L’inchiesta sulla morte del piccolo Domenico Caliendo entra in una frase cruciale dopo le dichiarazioni dei medici coinvolti nel trapianto di cuore eseguito il 23 dicembre 2025 presso l’ospedale Monaldi di Napoli. L’operazione si è conclusa con il decesso del bambino il 21 febbraio 2026. L’attuale processo ha l’obiettivo di comprendere le dinamiche dell’accaduto. Al centro c’è un procedimento per omicidio colposo in concorso e presunta falsificazione della cartella clinica. Di fondamentale importanza, ora, ricostruire le fasi del prelievo e del trapianto dell’organo. Particolare attenzione anche alla tempistiche delle operazioni e alla gestione del cuore proveniente da Bolzano.

L’interrogatorio e la sequenza delle operazioni

L’interrogatorio preventivo del 21 maggio ha visto protagonista la cardiochirurga Emma Bergonzoni. Quest’ultima, è stata chiamata per chiarire alcuni aspetti cruciali della procedura di cardiectomia. Al centro delle domande del sostituto procuratore Giuseppe Tittaferrante e del procuratore aggiunto Antonio Ricci c’è stata la sequenza temporale delle operazioni chirurgiche. Particolare attenzione rispetto alla presenza in sala operatoria dei medici provenienti da Bolzano e allo stato del contenitore del cuore destinato al trapianto.

Gli inquirenti hanno ricostruito il dialogo con precisione: “Farina e Pagano (i due medici che hanno eseguito l’espianto a Bolzano) non erano in sala operatoria?”. “Mi pare che non fossero già in sala operatoria”, ha risposto la cardiochirurga. “Okay, quindi, la cardiectomia è iniziata quando Farina e Pagano non erano in sala e il contenitore era chiuso, ho capito bene?”. “Sì” è stata la risposta finale. Le sue parole sono ora al vaglio della procura.

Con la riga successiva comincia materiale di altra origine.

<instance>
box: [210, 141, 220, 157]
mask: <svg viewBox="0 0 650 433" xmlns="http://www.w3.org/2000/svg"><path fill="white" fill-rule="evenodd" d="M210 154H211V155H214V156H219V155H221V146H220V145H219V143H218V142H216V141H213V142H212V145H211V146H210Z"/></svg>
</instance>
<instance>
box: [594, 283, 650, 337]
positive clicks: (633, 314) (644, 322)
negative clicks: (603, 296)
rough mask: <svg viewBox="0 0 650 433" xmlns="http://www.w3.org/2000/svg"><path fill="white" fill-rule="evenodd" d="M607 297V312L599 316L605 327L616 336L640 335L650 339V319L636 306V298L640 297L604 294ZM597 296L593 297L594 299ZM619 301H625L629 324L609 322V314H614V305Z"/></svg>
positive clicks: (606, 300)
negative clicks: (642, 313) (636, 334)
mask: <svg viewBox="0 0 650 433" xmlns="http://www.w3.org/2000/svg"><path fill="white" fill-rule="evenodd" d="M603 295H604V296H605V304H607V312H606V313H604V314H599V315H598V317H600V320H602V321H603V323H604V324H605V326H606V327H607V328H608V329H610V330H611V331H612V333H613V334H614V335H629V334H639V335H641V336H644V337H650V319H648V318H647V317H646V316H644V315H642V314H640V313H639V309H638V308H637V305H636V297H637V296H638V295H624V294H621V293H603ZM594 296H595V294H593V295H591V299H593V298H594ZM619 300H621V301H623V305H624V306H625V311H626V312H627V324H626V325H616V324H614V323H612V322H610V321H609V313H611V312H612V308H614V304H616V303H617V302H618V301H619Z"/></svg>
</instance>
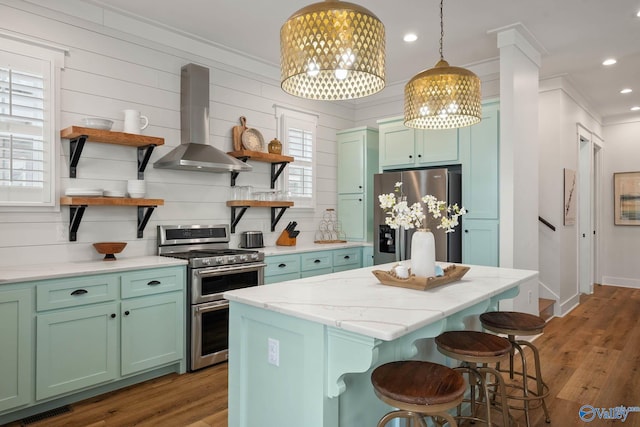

All'esterno dell'Ospedale Monaldi un altarino per il piccolo Domenico
All’esterno dell’Ospedale Monaldi un altarino per il piccolo Domenico (FOTO: ANSA)

Le contrazioni cardiache e le consulenze tecniche

L’udienza e gli accertamenti tecnici successivi hanno approfondito anche il tema delle contrazioni cardiache registrate dopo la cardiectomia. In particolare, hanno analizzato video acquisiti dagli inquirenti che mostrerebbero l’attività residua del cuore del piccolo Domenico, oggetto di valutazioni divergenti tra consulenza tecnica della difesa e quella della parte civile. La questione del numero di pulsazioni al minuto assume rilievo per la ricostruzione dell’orario di avvio delle operazioni.

L’avvocato della famiglia Caliendo-Mercolino, Francesco Petruzzi ha ribadito: “Durante l’interrogatorio preventivo della dottoressa Bergonzoni è stato sostenuto dai consulenti di parte che il cuore di Domenico avesse compiuto circa 40 pulsazioni al minuto”. Infine ha dichiarato: “Dai riscontri raccolti dai nostri tecnici è invece emerso che le contrazioni sono state circa 22 al minuto, un numero compatibile con un inizio delle operazioni alle 14,18 e non alle 14,26 come invece sostenuto dalla difesa del chirurgo indagato”.

Le conseguenze giudiziarie

L’inchiesta prosegue, dunque, con un’analisi approfondita delle responsabilità individuali e delle eventuali criticità organizzative nella gestione del trapianto. Gli inquirenti stanno confrontando le diverse ricostruzioni fornite dai medici e dai consulenti tecnici, cercando di chiarire con precisione la sequenza degli eventi in sala operatoria e le condizioni in cui è avvenuto il prelievo dell’organo a Bolzano e il successivo impianto a Napoli.

La difesa del chirurgo indagato respinge ogni addebito, mentre la procura continua a valutare le ipotesi di reato di omicidio colposo in concorso e di falso ideologico. L’esito delle perizie tecniche e delle analisi video sarà determinante per stabilire eventuali responsabilità penali e per ricostruire in modo definitivo la dinamica clinica dell’intervento che ha coinvolto il piccolo Domenico. Il procedimento resta aperto e destinato a ulteriori sviluppi nelle prossime settimane in sede giudiziaria competente in merito.